PSO’s earnings per share arrives at PKR 20.0 in 1QFY26

  • Pakistan State Oil Company Limited (PSO) announced its financial result for 1QFY26 posting a profit after tax (PAT) of PKR 9,390mn (EPS: PKR 20.0) compared to PKR 3,971mn (EPS: PKR 8.5) in SPLY, up by 136% YoY.
  • Net sales declined by 6% YoY to PKR 737,186mn despite higher MS and HSD volumes and prices. MS sales increased by 1% YoY to 761k tons, while HSD sales rose by 6% YoY to 675k tons during 1QFY26. Average MS and HSD prices rose YoY by PKR 2.9/ltr to PKR 266.0/ltr and PKR 7.7/ltr to PKR 276.5/ltr, respectively. The decline in topline mainly stems from the RLNG segment, where PSO’s average DES price for the quarter was USD 8.01/mmbtu, down from USD 9.91/mmbtu SPLY. The company handled a total of 28 cargoes during the quarter, the same as 4QFY25, but lower than 32 cargoes handled in the corresponding period of the previous year.
  • Gross profit clocked in at PKR 30,051mn, translating into a gross margin of 4.1% (highest since Sep’23) compared to 3.3% in SPLY and 2.9% in the previous quarter. The improvement is likely attributable to higher than expected inventory gains and increased sales of lubricants, we view.
  • On the balance sheet front, PSO’s receivables declined by PKR 42bn in 1QFY26 when compared to SPLY. Since Dec’23, receivables have reduced by PKR 122bn to PKR 426bn.
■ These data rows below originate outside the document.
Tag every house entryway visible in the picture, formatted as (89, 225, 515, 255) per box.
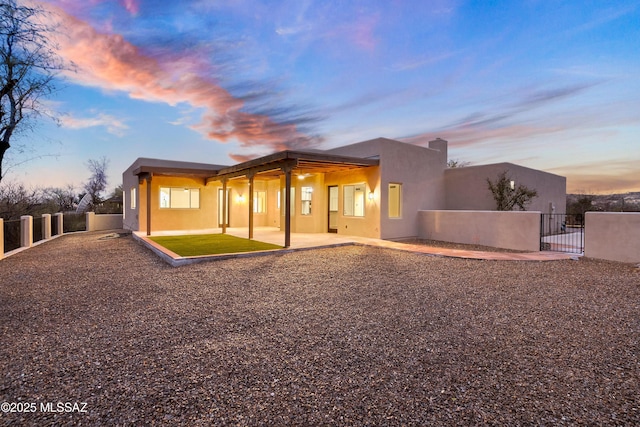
(540, 214, 584, 254)
(328, 186, 338, 233)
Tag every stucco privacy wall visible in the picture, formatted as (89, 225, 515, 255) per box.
(86, 213, 124, 232)
(417, 210, 541, 252)
(445, 163, 566, 213)
(585, 212, 640, 263)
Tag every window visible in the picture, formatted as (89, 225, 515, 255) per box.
(130, 187, 137, 209)
(253, 191, 266, 213)
(388, 183, 402, 218)
(343, 184, 365, 217)
(301, 187, 313, 215)
(160, 187, 200, 209)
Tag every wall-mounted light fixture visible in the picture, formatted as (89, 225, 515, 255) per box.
(236, 194, 245, 203)
(510, 180, 515, 190)
(368, 191, 375, 201)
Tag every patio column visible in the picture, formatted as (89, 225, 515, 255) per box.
(247, 173, 254, 240)
(282, 165, 293, 248)
(221, 178, 228, 234)
(145, 173, 152, 236)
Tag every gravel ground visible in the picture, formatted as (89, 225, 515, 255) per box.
(1, 231, 638, 426)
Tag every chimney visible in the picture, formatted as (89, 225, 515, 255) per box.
(428, 138, 448, 162)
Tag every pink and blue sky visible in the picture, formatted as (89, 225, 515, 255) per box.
(8, 0, 640, 193)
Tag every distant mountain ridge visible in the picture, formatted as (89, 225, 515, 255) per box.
(567, 192, 640, 212)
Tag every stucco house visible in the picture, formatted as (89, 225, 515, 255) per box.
(122, 138, 566, 246)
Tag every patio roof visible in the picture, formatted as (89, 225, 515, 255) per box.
(131, 150, 379, 181)
(131, 157, 225, 179)
(209, 150, 379, 181)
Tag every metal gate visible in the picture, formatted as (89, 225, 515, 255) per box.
(540, 214, 584, 254)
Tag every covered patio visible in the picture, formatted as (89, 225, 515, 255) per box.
(209, 150, 378, 247)
(133, 150, 380, 248)
(134, 150, 379, 247)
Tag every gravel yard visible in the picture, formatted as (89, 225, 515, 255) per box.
(1, 231, 639, 426)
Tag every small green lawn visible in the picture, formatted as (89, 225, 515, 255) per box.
(149, 234, 282, 257)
  • Finance costs declined to PKR ~5,952mn in 1QFY26, down 43% YoY and 13% QoQ, primarily due to lower interest rates and reduced short-term borrowings.
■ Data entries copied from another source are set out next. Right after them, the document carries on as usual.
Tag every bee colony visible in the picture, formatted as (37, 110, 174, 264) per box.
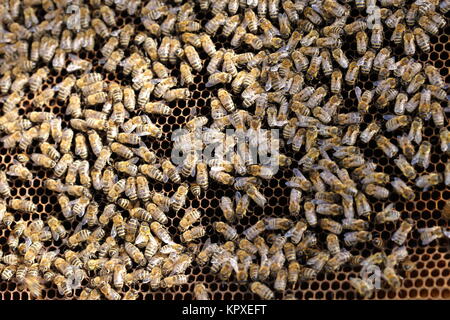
(0, 0, 448, 300)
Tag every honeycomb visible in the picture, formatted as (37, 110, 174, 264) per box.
(0, 1, 449, 300)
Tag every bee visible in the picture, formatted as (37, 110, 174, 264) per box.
(142, 203, 167, 225)
(8, 198, 36, 213)
(146, 194, 169, 217)
(418, 226, 446, 245)
(375, 135, 398, 158)
(33, 88, 55, 108)
(98, 283, 120, 300)
(124, 242, 146, 266)
(168, 183, 188, 213)
(250, 282, 274, 300)
(345, 61, 360, 86)
(358, 121, 380, 144)
(391, 23, 406, 44)
(136, 175, 150, 201)
(393, 137, 415, 163)
(7, 160, 32, 181)
(418, 16, 439, 35)
(181, 226, 206, 243)
(91, 18, 110, 38)
(401, 31, 416, 56)
(194, 284, 210, 300)
(382, 267, 402, 290)
(178, 208, 201, 232)
(381, 115, 410, 133)
(304, 55, 321, 81)
(179, 45, 203, 73)
(162, 275, 189, 288)
(359, 51, 376, 76)
(413, 28, 430, 53)
(391, 153, 417, 180)
(416, 173, 443, 190)
(205, 12, 227, 35)
(424, 65, 445, 87)
(164, 88, 191, 102)
(102, 49, 124, 74)
(370, 23, 384, 49)
(319, 218, 343, 234)
(445, 161, 450, 187)
(101, 36, 119, 58)
(242, 220, 265, 241)
(1, 264, 15, 281)
(392, 219, 414, 246)
(429, 102, 445, 128)
(343, 231, 372, 246)
(411, 141, 432, 169)
(440, 128, 450, 154)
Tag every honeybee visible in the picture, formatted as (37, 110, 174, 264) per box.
(391, 219, 413, 247)
(0, 171, 11, 197)
(33, 88, 54, 108)
(162, 274, 189, 288)
(381, 266, 402, 290)
(392, 154, 417, 181)
(445, 161, 450, 187)
(177, 208, 200, 232)
(194, 283, 210, 300)
(375, 135, 398, 158)
(389, 22, 406, 45)
(368, 22, 383, 49)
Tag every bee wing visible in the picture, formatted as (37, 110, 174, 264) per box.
(383, 114, 395, 120)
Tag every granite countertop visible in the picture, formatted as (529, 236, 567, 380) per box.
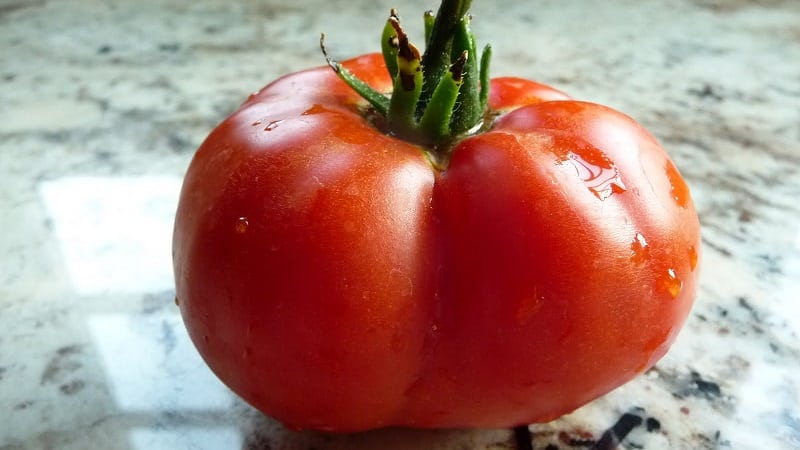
(2, 0, 799, 449)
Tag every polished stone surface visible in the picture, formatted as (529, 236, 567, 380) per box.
(2, 0, 799, 449)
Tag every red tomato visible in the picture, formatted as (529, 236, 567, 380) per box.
(173, 53, 700, 432)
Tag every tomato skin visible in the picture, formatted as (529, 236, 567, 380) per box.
(173, 53, 700, 431)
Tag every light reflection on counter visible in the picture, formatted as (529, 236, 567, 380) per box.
(129, 426, 242, 450)
(779, 228, 800, 338)
(87, 312, 232, 412)
(38, 176, 183, 295)
(36, 175, 247, 448)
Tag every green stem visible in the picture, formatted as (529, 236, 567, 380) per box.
(322, 0, 490, 155)
(418, 0, 473, 117)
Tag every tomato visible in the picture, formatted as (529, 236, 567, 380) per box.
(173, 2, 700, 433)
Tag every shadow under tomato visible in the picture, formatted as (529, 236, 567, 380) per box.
(239, 403, 653, 450)
(240, 410, 516, 450)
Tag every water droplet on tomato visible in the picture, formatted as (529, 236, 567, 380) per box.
(241, 347, 252, 360)
(235, 217, 249, 234)
(264, 120, 283, 131)
(630, 232, 650, 264)
(688, 246, 699, 271)
(251, 119, 263, 126)
(202, 335, 210, 344)
(558, 145, 626, 200)
(302, 104, 327, 116)
(609, 181, 627, 195)
(665, 161, 690, 208)
(658, 268, 683, 299)
(174, 296, 180, 306)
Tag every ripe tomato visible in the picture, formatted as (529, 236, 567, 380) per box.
(173, 52, 700, 432)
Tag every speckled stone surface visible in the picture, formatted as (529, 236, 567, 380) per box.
(1, 0, 799, 449)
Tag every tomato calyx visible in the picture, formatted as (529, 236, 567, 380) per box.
(321, 0, 492, 154)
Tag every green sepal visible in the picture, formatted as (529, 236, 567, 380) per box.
(381, 10, 400, 81)
(321, 34, 389, 116)
(449, 16, 481, 134)
(387, 19, 422, 137)
(479, 44, 492, 111)
(419, 52, 466, 142)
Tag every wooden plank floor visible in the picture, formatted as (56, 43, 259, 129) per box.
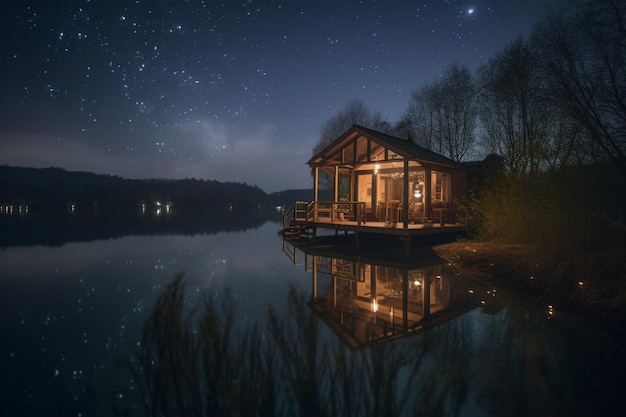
(308, 219, 466, 237)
  • Other income increased by 40% YoY to PKR 4,556mn, likely on account of financial charges on line fill cost.
  • The company booked an effective taxation of 54.4% in 1QFY26 vs 66.1% in 1QFY25.

Recommendation

  • We maintain our “BUY” stance on PSO with Jun’26 target price of PKR 647.3/share. The stock is currently trading at FY26 forward P/E of 5.9x.